Po raz kolejny ogień trawi składowisko odpadów komunalnych w gminie Fałków. Mimo obowiązującego od listopada zakazu, wciąż dowożone tam były kolejne odpady. Żadna ze służb nie zareagowała jednak na ten proceder, mimo że Komenda Powiatowa Policji w Końskich zapewnia o monitorowaniu terenu składowiska. Śledztwo dotyczące poprzednich pożarów prowadzi Komenda Wojewódzka Policji.
Jak informuje Marta Przygodzka, oficer prasowy koneckiej komendy, wszelkie czynności prowadzone będą przez policję po ugaszeniu pożaru.
– Teren zabezpieczony został przez policjantów, gromadzony jest materiał procesowy konieczny w tej sprawie. Po ugaszeniu pożaru zostaną wykonane oględziny wraz z biegłym w zakresie pożarnictwa. Zgromadzone materiały zostaną przesłane do Prokuratury Rejonowej w Końskich – mówi funkcjonariuszka.
Wyjaśnianiem przyczyn wcześniejszych pożarów w tym miejscu zajmują się policjanci z Komendy Wojewódzkiej Policji w Kielcach, pod nadzorem Prokuratury Okręgowej – dodaje Marta Przygodzka.
Nadkomisarz Kamil Tokarski z Komendy Wojewódzkiej nie chce jednak udzielić żadnych informacji, twierdząc że nie może mówić o szczegółach śledztwa.
– 7 maja biegły z zakresu pożarnictwa sprawdzi jaka jest przyczyna pożaru – podpalenie czy samozapłon. Sprawdzony zostanie monitoring, przesłuchani zostaną świadkowie – mówi policjant.
Jak dodaje wtedy też okaże się, czy dzisiejsze zdarzenie zostanie dołączone do śledztwa prowadzonego przez komendę wojewódzką.
Kamil Tokarski informuje, że zgodnie z Kodeksem Postępowania Karnego, monitoring miejsca zagrożenia prowadzony jest przez jednostkę znajdującą się najbliżej, czyli Komendę Powiatową Policji w Końskich.

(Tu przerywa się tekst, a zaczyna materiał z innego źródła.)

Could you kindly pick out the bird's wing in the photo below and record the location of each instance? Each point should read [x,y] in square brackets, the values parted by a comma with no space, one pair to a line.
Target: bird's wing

Właściciel składowiska, firma Polskie Odpady Komunalne od listopada ma zakaz dowozu kolejnych śmieci decyzją Wojewódzkiego Inspektoratu Ochrony Środowiska. Wójt gminy informował Radio Kielce, że śmieci są dowożone. Ostatnie takie zdarzenie miało miejsce w kwietniu.
Jak wyjaśnia Marta Przygodzka, 16 kwietnia bieżącego roku wpłynęło zgłoszenie, że na teren składowiska wjechała ciężarówka z odpadami. Z interwencji sporządzono notatkę urzędową i przekazano do Komendy Wojewódzkiej Policji w Kielcach.
17 kwietnia przed godziną 22.00 policja została poinformowana o kolejnych dwóch samochodach ciężarowych z odpadami na terenie składowiska. Po przybyciu na miejsce patrol policji zastał zamkniętą bramę, nie było samochodów. Jak podkreśla funkcjonariuszka, policjanci mają stałe zadanie kontroli wysypiska.